We all plan for the future… we plan our career, plan our relationships, plan for a new home, a new car, children. But have your planned your financial future? And, if you have, have you planned the steps you will take to improve your financial future? I know, you think that financial security will just automatically come with your other plans, but the reality is, unless you take the steps to make sure that your financial future is secure, those other plans may not fall into place quite as easily as you think.

So, what can you do to ensure that your financial future is as bright and shining as you envision? What improvements can you make now that will lead to the financial security that you dream about?

First and probably foremost, if you’re an adult, and you’ve completed your education, have landed your first grown up job, and maybe bought that first car or rented that first apartment, then it’s time to make sure that you’re paying all of your bills yourself. Too many young people these days depend on their parents to carry certain expenses that they should be paying for themselves, and we, as a society, have contributed to the expectation that our parents “owe” us this continued financial support. I mean, realistically, should your parents continue to pay for your car insurance? Your cell phone bill? Or, even more importantly, if you have a good job and have the opportunity to carry your own health insurance, should you stay on your parents’ insurance plan just because the federal government says you can until you turn 26? The answer is no. Your parents have worked hard all their lives for their money, and as an adult, it’s time that you cut the purse strings and support yourself with your earnings. Yes, you may have to make some sacrifices. You may not have the money to buy everything that you want, but if you’re careful and live within your means, you will find that you’re much more content knowing that you’re paying your own way. (And I guarantee that your parents will be thrilled when you do finally cut those purse strings!)
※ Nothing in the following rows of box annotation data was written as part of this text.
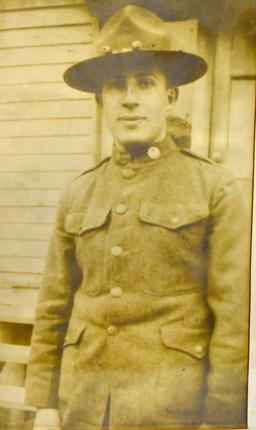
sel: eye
[105,77,126,90]
[138,77,155,89]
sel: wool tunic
[27,138,249,430]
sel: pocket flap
[160,323,210,359]
[80,207,110,234]
[63,320,86,347]
[139,201,209,230]
[65,212,84,234]
[65,207,110,235]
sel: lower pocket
[160,322,210,360]
[59,320,86,403]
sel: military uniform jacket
[27,140,248,430]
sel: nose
[123,82,139,108]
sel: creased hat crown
[96,5,171,55]
[64,5,207,93]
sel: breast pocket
[65,205,110,295]
[139,201,209,295]
[139,201,209,231]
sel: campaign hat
[64,5,207,93]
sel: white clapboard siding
[0,240,48,258]
[0,170,81,189]
[0,100,92,120]
[0,82,89,103]
[0,154,92,172]
[0,62,73,85]
[0,189,60,207]
[0,136,93,155]
[0,118,92,138]
[0,22,92,48]
[0,223,53,240]
[0,0,84,10]
[0,43,92,68]
[0,0,96,287]
[1,6,90,30]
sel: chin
[117,133,152,145]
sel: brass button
[110,287,123,298]
[195,344,204,354]
[111,246,123,257]
[116,204,127,215]
[107,325,118,336]
[132,40,143,49]
[122,167,135,179]
[148,146,160,160]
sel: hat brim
[63,50,207,93]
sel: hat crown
[96,5,170,55]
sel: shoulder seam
[181,148,218,166]
[77,157,111,178]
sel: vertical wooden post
[191,26,215,157]
[209,31,232,162]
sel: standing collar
[112,135,178,165]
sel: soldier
[27,6,248,430]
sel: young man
[27,6,248,430]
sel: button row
[110,287,123,298]
[115,204,127,215]
[107,325,118,336]
[111,246,124,257]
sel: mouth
[118,115,146,123]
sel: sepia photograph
[0,0,256,430]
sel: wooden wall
[0,0,96,287]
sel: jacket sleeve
[204,174,250,427]
[26,187,81,408]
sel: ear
[167,87,179,106]
[95,93,102,107]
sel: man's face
[101,69,173,145]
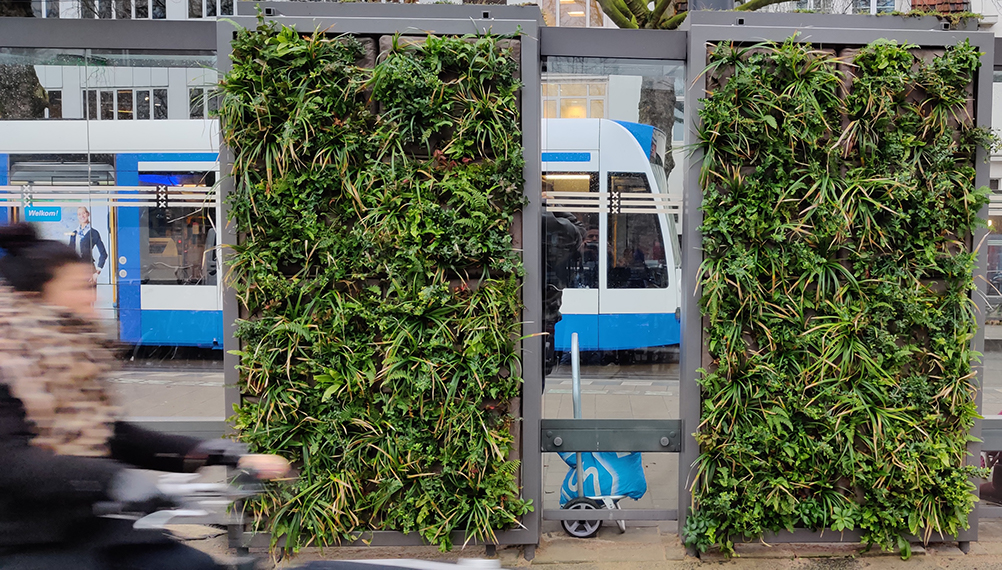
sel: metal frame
[216,2,543,558]
[678,8,996,548]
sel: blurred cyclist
[0,223,289,570]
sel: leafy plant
[684,37,996,557]
[219,21,531,549]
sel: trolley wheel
[560,497,602,538]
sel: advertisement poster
[23,204,115,320]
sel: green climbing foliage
[684,38,996,557]
[218,17,531,549]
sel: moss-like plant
[219,18,530,549]
[684,38,994,557]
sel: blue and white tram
[0,145,223,350]
[542,119,681,352]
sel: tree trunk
[639,77,675,176]
[0,0,49,119]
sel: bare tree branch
[626,0,650,25]
[657,12,688,30]
[646,0,674,28]
[598,0,639,29]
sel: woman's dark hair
[0,223,81,293]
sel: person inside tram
[0,223,289,570]
[543,210,586,378]
[69,206,108,282]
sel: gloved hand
[102,469,177,514]
[188,439,247,467]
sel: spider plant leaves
[219,21,531,549]
[684,38,997,557]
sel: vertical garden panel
[682,16,996,556]
[212,7,538,548]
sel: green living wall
[219,22,530,548]
[684,38,994,556]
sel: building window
[854,0,894,14]
[543,80,608,119]
[118,89,135,121]
[115,0,132,20]
[153,89,167,119]
[81,89,167,121]
[539,0,605,28]
[101,91,115,121]
[46,91,62,119]
[188,0,233,18]
[78,0,160,20]
[188,87,219,119]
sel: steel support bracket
[539,420,682,453]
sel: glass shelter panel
[0,47,223,421]
[540,57,684,520]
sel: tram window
[153,89,167,119]
[139,207,217,284]
[139,172,218,286]
[118,89,132,121]
[83,90,97,119]
[101,91,115,121]
[49,91,62,119]
[607,173,668,289]
[135,90,149,120]
[188,87,205,119]
[543,172,599,289]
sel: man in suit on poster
[69,206,108,281]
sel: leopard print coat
[0,287,118,457]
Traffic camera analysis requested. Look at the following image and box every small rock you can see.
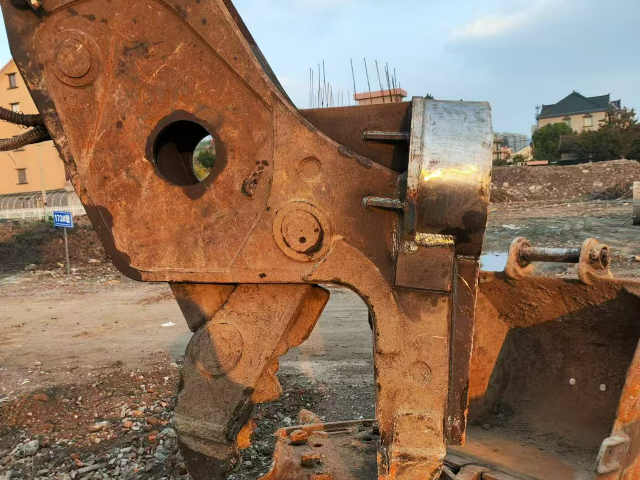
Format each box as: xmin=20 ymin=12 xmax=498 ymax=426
xmin=11 ymin=440 xmax=40 ymax=458
xmin=300 ymin=453 xmax=322 ymax=468
xmin=76 ymin=463 xmax=107 ymax=475
xmin=298 ymin=410 xmax=322 ymax=425
xmin=289 ymin=430 xmax=309 ymax=445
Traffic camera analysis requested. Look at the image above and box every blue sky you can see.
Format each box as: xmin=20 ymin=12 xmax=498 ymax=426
xmin=0 ymin=0 xmax=640 ymax=134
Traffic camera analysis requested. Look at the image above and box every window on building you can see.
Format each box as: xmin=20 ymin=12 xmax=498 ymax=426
xmin=18 ymin=168 xmax=29 ymax=185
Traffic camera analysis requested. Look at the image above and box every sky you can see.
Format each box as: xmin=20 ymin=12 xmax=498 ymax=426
xmin=0 ymin=0 xmax=640 ymax=135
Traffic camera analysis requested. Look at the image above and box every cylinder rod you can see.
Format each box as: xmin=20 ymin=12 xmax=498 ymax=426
xmin=520 ymin=247 xmax=580 ymax=263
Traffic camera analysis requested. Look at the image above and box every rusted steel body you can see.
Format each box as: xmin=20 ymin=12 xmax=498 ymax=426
xmin=0 ymin=0 xmax=637 ymax=480
xmin=265 ymin=273 xmax=640 ymax=480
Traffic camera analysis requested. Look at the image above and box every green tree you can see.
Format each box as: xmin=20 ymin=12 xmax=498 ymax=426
xmin=198 ymin=150 xmax=216 ymax=170
xmin=600 ymin=109 xmax=640 ymax=159
xmin=511 ymin=154 xmax=527 ymax=165
xmin=577 ymin=128 xmax=618 ymax=162
xmin=533 ymin=123 xmax=575 ymax=161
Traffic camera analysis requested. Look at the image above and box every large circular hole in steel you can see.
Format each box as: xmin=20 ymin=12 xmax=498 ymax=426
xmin=153 ymin=120 xmax=217 ymax=187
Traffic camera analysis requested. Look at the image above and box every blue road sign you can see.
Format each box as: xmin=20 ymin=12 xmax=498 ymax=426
xmin=53 ymin=212 xmax=73 ymax=228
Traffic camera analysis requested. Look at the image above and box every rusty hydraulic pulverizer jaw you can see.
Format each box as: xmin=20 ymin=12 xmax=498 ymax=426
xmin=0 ymin=0 xmax=492 ymax=480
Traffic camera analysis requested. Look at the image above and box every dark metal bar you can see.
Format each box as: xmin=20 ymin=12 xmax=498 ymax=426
xmin=362 ymin=197 xmax=404 ymax=210
xmin=520 ymin=247 xmax=580 ymax=263
xmin=362 ymin=131 xmax=409 ymax=143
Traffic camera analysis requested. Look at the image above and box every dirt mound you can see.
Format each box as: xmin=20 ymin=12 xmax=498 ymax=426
xmin=0 ymin=217 xmax=109 ymax=275
xmin=491 ymin=160 xmax=640 ymax=203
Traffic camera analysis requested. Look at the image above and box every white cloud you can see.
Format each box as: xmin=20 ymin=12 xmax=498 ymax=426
xmin=451 ymin=0 xmax=564 ymax=40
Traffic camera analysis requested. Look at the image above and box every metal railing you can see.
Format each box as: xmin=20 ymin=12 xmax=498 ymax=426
xmin=0 ymin=205 xmax=87 ymax=220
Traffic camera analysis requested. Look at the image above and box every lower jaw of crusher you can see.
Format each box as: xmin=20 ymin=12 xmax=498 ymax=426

Secondly, when you do get a job with the benefits that are so important to your future, make sure that you take advantage of contributing to whatever retirement plan is available, regardless of where you are working. So what if you are starting out in a job that you only plan to keep a short while? Sometimes, plans change and we end up staying with a company far longer than we thought we would. If you change jobs later on, you can always roll over any savings that you’ve accumulated into the new plan or into a separate plan. Retirement may seem like a long way off at first, but believe me, life happens and one day you’ll be glad that you saved as much as you did when you had the chance.

Third, start working on your credit. It can take years to establish good or even excellent credit, and if your credit score is low or non-existent, it can affect your ability to get a better job, to buy your first brand new car, or even get the mortgage you need to buy your first home when the time comes. So pay attention now and make things easier on yourself later.

Finally, set aside an emergency fund, and keep adding to it every time you get paid. Let’s face it, we all need to have a cushion to fall back on when times get tough. It may be something as small as a new set of tires, or as big as having to support yourself for a few months in the event that you lose your job, but whatever the reason, you need to have a savings account to cover those little (or big) emergencies that crop up!

Although these might seem like no-brainers to some, you would be amazed at the number of people who haven’t even started planning for the future financially. Do yourself a favor. Start now. Today. Trust me, tomorrow will be here before you know it!